I have the following exercise from the university:
The bit sequence [1 1 0 1 1 1 0 0] with data rate DR = 50 bps is given. This bit sequence modulates the amplitude of a carrier signal with frequency FC = 1000 Hz. During the transmission, white noise with deviation sigma = 0.5 is added to the modulated signal. The signal is demodulated in the receiver and filtered with a low-pass filter with cut-off frequency FG = FC. Plot the demodulated and filtered reception signal and compare it with the transmission signal. No built-in functions are allowed, except the discussed in the lecture!
So far I am able to generate the noise using the following code:
t = linspace(0,0.1,1001);
sigma = 0.5;
avg = 0;
noise = sigma * randn(size(t))+avg;
plot(t,noise)
I did something like that in the previous exercise but with some differences. I had squarewave, to which I have added a noise, then I filtered the result with a low-pass filter (not the build-in function) and compared the default squarewave with the one, to which I have added the noise and filtered it (the result).
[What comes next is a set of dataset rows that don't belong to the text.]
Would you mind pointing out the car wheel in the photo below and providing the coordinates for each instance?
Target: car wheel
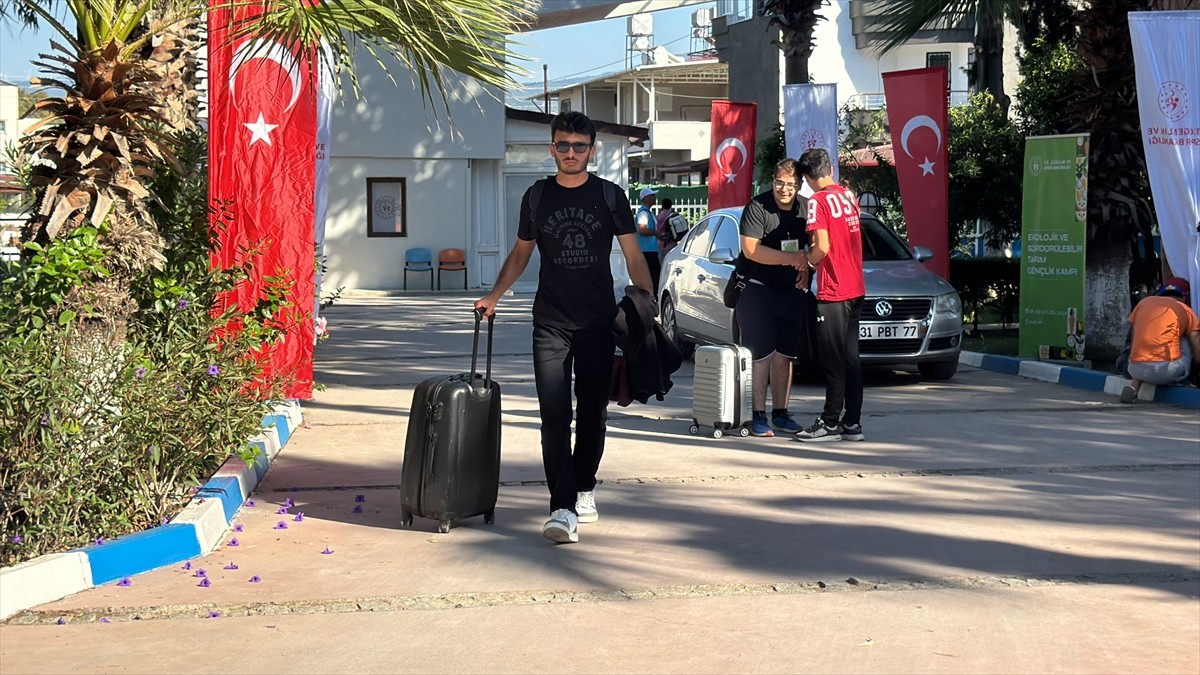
(669, 324)
(937, 370)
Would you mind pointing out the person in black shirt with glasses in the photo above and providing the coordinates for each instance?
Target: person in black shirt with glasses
(573, 312)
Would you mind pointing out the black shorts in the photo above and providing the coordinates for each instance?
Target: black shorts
(769, 321)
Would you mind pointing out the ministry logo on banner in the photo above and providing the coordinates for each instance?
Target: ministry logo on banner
(810, 120)
(1168, 85)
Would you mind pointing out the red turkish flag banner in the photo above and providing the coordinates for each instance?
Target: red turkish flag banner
(262, 175)
(731, 159)
(916, 102)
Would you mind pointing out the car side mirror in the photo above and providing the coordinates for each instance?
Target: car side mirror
(721, 256)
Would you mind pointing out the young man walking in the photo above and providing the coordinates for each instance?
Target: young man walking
(769, 308)
(573, 226)
(835, 248)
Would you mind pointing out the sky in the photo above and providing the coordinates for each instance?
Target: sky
(587, 51)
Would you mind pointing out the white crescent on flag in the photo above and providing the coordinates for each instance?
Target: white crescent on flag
(731, 172)
(275, 52)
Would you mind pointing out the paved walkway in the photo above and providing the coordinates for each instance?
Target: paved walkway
(990, 524)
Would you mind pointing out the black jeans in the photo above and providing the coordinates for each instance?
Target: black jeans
(556, 353)
(838, 353)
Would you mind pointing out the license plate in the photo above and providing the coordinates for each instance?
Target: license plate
(887, 330)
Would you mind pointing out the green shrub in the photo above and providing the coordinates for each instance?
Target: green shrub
(103, 437)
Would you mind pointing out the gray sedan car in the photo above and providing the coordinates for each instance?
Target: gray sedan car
(910, 316)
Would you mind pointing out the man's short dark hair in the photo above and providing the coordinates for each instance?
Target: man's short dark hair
(573, 121)
(815, 163)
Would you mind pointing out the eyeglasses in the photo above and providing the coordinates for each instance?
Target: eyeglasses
(562, 147)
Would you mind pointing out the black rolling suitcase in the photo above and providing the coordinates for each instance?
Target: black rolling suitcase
(453, 452)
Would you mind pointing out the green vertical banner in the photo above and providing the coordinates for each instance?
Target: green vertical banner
(1054, 233)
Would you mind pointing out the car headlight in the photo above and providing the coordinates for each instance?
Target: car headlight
(949, 303)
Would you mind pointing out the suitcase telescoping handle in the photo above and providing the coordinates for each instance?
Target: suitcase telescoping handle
(474, 348)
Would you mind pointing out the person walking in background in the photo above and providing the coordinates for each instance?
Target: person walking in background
(573, 222)
(768, 310)
(835, 249)
(648, 233)
(1165, 339)
(667, 237)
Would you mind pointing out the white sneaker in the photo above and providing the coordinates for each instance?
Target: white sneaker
(586, 507)
(562, 527)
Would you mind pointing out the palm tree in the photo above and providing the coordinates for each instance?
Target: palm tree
(905, 18)
(125, 90)
(796, 19)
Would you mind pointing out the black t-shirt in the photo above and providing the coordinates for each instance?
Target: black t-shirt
(763, 220)
(574, 232)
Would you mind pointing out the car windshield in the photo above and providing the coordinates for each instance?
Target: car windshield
(880, 243)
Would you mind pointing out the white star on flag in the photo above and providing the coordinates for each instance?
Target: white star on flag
(261, 130)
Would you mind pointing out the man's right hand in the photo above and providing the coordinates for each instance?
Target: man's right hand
(486, 304)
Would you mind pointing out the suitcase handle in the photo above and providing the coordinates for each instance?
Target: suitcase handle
(474, 347)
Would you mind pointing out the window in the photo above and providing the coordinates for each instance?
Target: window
(735, 10)
(387, 213)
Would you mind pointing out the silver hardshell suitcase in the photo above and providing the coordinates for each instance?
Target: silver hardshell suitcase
(723, 395)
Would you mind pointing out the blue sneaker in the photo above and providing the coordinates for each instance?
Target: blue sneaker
(783, 422)
(759, 426)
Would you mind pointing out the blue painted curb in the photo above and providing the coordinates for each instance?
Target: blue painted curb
(1080, 378)
(195, 531)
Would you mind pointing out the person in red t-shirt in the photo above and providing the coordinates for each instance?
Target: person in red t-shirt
(835, 249)
(1165, 339)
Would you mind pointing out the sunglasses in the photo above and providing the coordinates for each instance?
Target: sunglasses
(563, 147)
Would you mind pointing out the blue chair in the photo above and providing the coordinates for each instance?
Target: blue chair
(418, 261)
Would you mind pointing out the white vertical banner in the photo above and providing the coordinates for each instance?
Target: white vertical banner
(810, 120)
(1169, 105)
(325, 95)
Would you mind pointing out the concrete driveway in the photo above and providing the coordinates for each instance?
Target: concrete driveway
(990, 524)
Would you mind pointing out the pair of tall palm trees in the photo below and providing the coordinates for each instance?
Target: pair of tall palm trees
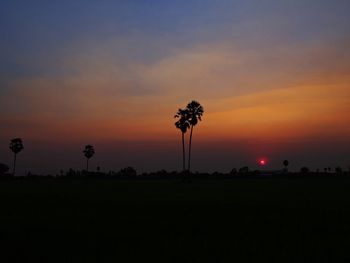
(187, 119)
(16, 145)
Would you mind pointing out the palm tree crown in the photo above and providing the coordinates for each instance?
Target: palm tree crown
(183, 122)
(195, 112)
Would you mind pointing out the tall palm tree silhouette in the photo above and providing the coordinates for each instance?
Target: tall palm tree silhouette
(16, 145)
(194, 114)
(286, 163)
(88, 152)
(182, 124)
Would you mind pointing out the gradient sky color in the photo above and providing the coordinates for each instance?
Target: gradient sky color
(273, 77)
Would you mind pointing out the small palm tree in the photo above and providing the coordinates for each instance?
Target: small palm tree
(88, 152)
(16, 145)
(194, 114)
(182, 124)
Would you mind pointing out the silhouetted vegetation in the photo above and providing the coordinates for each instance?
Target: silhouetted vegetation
(16, 145)
(286, 163)
(3, 168)
(194, 115)
(182, 124)
(89, 151)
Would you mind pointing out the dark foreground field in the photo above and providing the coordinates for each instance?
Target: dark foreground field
(226, 220)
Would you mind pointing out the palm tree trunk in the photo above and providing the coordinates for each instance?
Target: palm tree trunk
(183, 153)
(14, 165)
(189, 150)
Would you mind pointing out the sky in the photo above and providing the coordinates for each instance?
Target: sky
(273, 78)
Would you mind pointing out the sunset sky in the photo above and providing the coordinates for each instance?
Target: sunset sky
(273, 77)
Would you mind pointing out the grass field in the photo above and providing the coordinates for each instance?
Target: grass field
(158, 220)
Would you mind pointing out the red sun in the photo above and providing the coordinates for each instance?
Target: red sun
(262, 162)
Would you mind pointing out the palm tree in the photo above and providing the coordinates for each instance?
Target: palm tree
(16, 145)
(194, 114)
(88, 152)
(286, 163)
(182, 124)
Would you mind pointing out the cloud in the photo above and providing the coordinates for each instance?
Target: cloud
(287, 90)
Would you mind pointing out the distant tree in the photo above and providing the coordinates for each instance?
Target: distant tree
(89, 151)
(16, 145)
(3, 168)
(243, 169)
(338, 170)
(195, 112)
(304, 170)
(182, 124)
(286, 163)
(128, 171)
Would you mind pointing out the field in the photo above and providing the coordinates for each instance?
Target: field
(303, 219)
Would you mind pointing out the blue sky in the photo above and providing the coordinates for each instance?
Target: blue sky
(65, 64)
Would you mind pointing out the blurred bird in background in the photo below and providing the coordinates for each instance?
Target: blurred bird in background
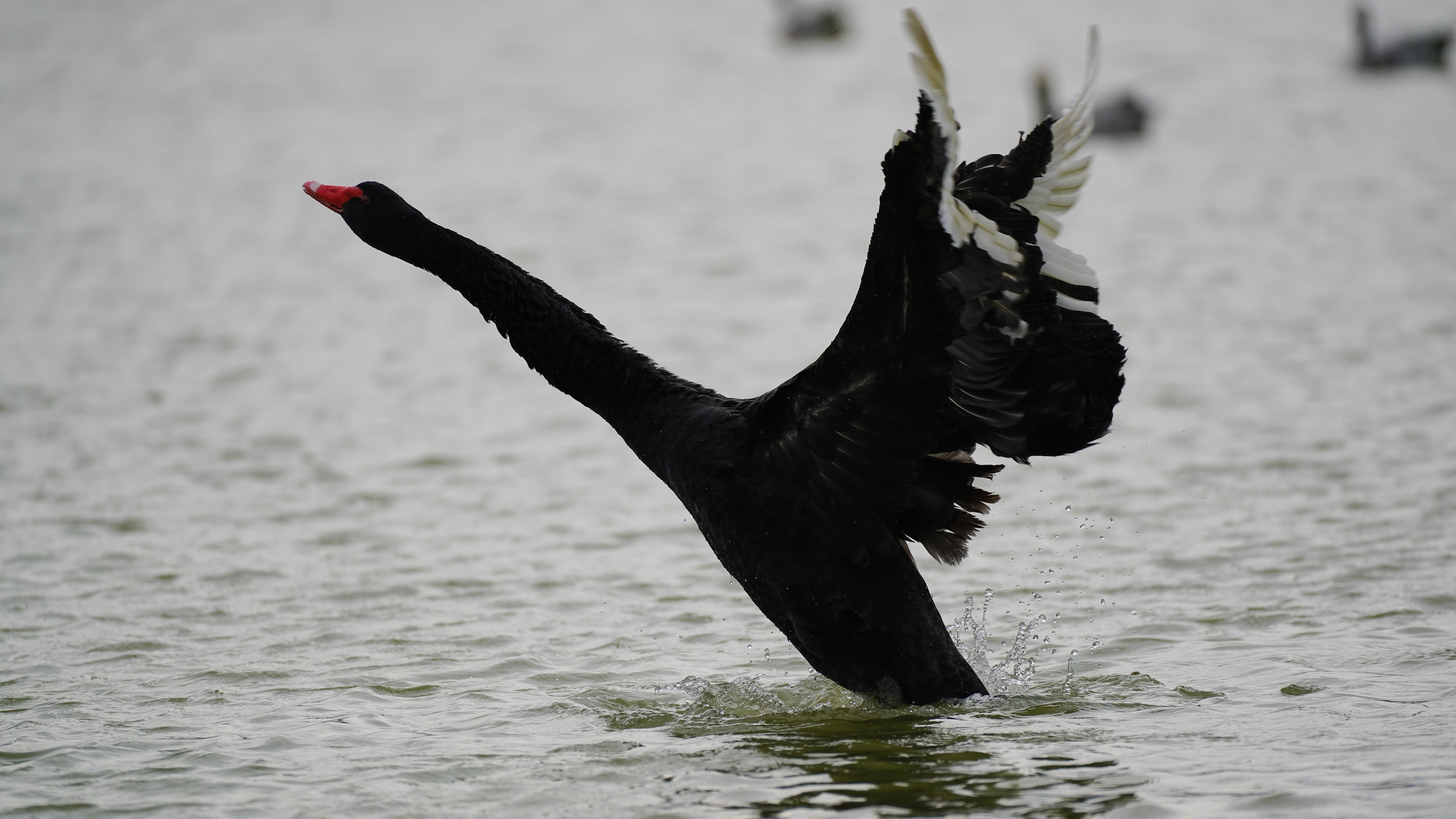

The code for that is below.
pkg load signal;
t = linspace(0,0.1,1001);
y = square(2*pi*50*t)*0.5 + 0.5;
mw = 0;
sigma = 0.5;
rauschen = sigma*randn(size(t))+mw;
yr = y + rauschen;
Y = fft(y);
Yr = fft(yr);
f = linspace(0,1/t(2),length(t));
plot(f,abs(Y),f,abs(Yr))
fg = 400;
Yru = Yr;
Yru(find(f>fg || f<1/t(2)-fg)) = 0;
find(f==fg)
ans = 41
Yru(41:end-41)=0;
plot(f,abs(Yru))
yru = ifft(Yru);
plot(t,real(yru));
The picture below shows the result of the previous exercise.
My main problem is that I am not able to generate the required carrierwave/signal..
Thanks to this article I think that I've figured it out. Here's the code and the result is shown on the picture below.
pkg load signal;
bits = [ 1 1 0 1 1 1 0 0 ];
bitrate = 50;
n = 1000;
T = length(bits)/bitrate;
N = n*length(bits);
dt = T/N;
t = 0:dt:T;
x = zeros(1,length(t));
lastbit = 1;
for i=1:length(bits)
if bits(i)==1
x((i-1)*n+1:i*n) = -lastbit;
lastbit = -lastbit;
else x((i-1)*n+1:i*n) = lastbit;
end
end
x = (x + 1)*0.5;
plot(t, x, 'Linewidth', 3);
figure;
sigma = 0.5;
rauschen = sigma * randn(size(t));
plot(t,rauschen)
figure;
xr = x + rauschen;
plot(t,xr)
figure;
Xr = fft(xr);
f = linspace(0,1/t(2),length(t));
fc = n;
Xru = Xr;
Xru(find(f==fc)) = 0;
plot(f,abs(Xru));
figure;
ans = find(f==fc);
ans
Xru(ans:end-ans)=0;
plot(f,abs(Xru));
figure;
xru = ifft(Xru);
plot(t,real(xru));
hold
plot(t,x)
#axis([0 t(end) -0.5 1.5])